ABSTRACT

The extreme radiation environments described in this book include photons, electrons, neutrons, protons, and heavy ions of various energies. These forms of radiation comprise the natural space, atmospheric, nuclear reactor, and particle accelerator environments, as well as nuclear weapons environments. Electronic parts and materials used in these environments must be able to function after exposure to these forms of radiation. In order to determine that parts and materials will meet the radiation requirements for their specific application, it is necessary to test the parts to demonstrate that they will function without failure when exposed to the specified radiation levels.
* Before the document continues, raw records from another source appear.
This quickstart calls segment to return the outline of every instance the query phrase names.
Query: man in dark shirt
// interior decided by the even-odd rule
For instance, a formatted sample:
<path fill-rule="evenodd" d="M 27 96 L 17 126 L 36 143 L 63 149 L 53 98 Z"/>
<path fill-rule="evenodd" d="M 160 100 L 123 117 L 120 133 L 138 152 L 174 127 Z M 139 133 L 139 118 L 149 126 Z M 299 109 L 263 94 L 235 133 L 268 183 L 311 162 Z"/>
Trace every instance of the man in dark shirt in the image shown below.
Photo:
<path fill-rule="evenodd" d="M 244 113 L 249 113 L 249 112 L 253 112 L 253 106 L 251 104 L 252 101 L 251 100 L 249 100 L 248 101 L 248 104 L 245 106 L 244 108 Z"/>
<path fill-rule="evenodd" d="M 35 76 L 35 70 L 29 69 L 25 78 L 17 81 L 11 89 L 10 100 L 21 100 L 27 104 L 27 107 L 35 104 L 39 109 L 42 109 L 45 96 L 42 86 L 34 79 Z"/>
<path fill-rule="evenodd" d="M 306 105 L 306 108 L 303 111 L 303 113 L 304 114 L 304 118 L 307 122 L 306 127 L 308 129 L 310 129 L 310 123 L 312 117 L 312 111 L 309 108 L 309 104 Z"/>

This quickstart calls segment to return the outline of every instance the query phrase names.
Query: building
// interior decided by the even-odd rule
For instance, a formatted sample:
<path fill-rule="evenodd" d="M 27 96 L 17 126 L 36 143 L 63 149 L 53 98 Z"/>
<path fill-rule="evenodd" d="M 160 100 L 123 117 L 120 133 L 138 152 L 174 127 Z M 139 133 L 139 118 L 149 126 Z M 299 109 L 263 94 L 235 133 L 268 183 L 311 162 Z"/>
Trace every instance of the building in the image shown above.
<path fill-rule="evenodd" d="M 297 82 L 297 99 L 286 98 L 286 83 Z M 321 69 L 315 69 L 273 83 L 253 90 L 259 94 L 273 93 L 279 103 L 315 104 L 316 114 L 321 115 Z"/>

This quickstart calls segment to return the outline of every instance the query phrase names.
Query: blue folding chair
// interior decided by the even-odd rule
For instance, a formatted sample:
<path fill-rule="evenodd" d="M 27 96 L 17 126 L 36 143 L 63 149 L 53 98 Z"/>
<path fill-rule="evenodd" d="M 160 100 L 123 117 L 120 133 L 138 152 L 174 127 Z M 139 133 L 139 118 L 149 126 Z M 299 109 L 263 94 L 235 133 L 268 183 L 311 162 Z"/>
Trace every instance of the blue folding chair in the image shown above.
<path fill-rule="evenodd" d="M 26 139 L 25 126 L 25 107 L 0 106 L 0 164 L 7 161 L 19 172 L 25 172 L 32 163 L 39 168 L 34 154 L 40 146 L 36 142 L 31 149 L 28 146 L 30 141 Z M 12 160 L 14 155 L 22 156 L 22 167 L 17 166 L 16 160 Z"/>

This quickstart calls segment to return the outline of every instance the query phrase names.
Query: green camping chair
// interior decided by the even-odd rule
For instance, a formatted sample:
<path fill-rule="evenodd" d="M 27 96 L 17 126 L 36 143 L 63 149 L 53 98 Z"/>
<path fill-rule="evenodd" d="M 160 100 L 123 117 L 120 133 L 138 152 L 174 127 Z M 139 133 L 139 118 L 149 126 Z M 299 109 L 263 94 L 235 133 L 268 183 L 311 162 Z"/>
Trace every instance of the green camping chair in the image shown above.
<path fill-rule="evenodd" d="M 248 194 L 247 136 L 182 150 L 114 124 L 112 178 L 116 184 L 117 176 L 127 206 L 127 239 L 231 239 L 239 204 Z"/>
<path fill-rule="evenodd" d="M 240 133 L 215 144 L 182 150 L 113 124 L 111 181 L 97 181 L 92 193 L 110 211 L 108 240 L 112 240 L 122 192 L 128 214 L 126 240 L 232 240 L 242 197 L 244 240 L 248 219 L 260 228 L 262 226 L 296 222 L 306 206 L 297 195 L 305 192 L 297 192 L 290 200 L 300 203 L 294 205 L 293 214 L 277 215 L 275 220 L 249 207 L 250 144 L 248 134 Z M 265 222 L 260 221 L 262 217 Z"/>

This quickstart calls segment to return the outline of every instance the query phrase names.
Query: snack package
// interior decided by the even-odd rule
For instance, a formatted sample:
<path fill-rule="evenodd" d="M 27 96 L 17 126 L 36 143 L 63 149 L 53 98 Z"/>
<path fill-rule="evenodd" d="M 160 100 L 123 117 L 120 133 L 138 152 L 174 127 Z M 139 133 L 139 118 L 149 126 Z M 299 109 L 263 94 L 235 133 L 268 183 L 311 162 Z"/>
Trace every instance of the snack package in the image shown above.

Often it is not possible to test the parts in the actual environment, but instead they must be exposed in a laboratory radiation environment that simulates the actual environment. In order to simulate the actual environments, one must know the effects of the radiation on the critical electrical parameters. The most widely used radiation-sensitive materials in microelectronics are silicon (Si) and silicon dioxide (SiO2). The most important effects of the radiation are ionization energy deposition (total ionizing dose, TID) and nonionization energy loss (NIEL), or displacement damage dose (DDD). The units most often used for these parameters are rad (material), 100 erg/g, and 1 MeV equivalent neutrons/cm2 fluence, ~2 × 10−6 MeV-cm2/mg, respectively. For single-event effects from heavy ions, the primary effect is energy deposition per unit path length or linear energy transfer (LET), given in pC/μm or MeV-cm2/mg, where ~1 pC/μm = ~100 MeV-cm2/mg. These simple concepts of measuring all effects in terms of TID, DDD, and LET do not always work for the simulation of actual radiation environments. However, the basic approach to performing laboratory tests to simulate the effects of the various radiation environments is based on these simple concepts. The primary radiation sources used to test microelectronic devices for the various effects are 60Co gamma rays (~1 MeV) and 10 keV x-rays for TID, nuclear reactor or accelerator/target generated neutrons for DDD and accelerator-generated heavy ions or protons for singleevent effects.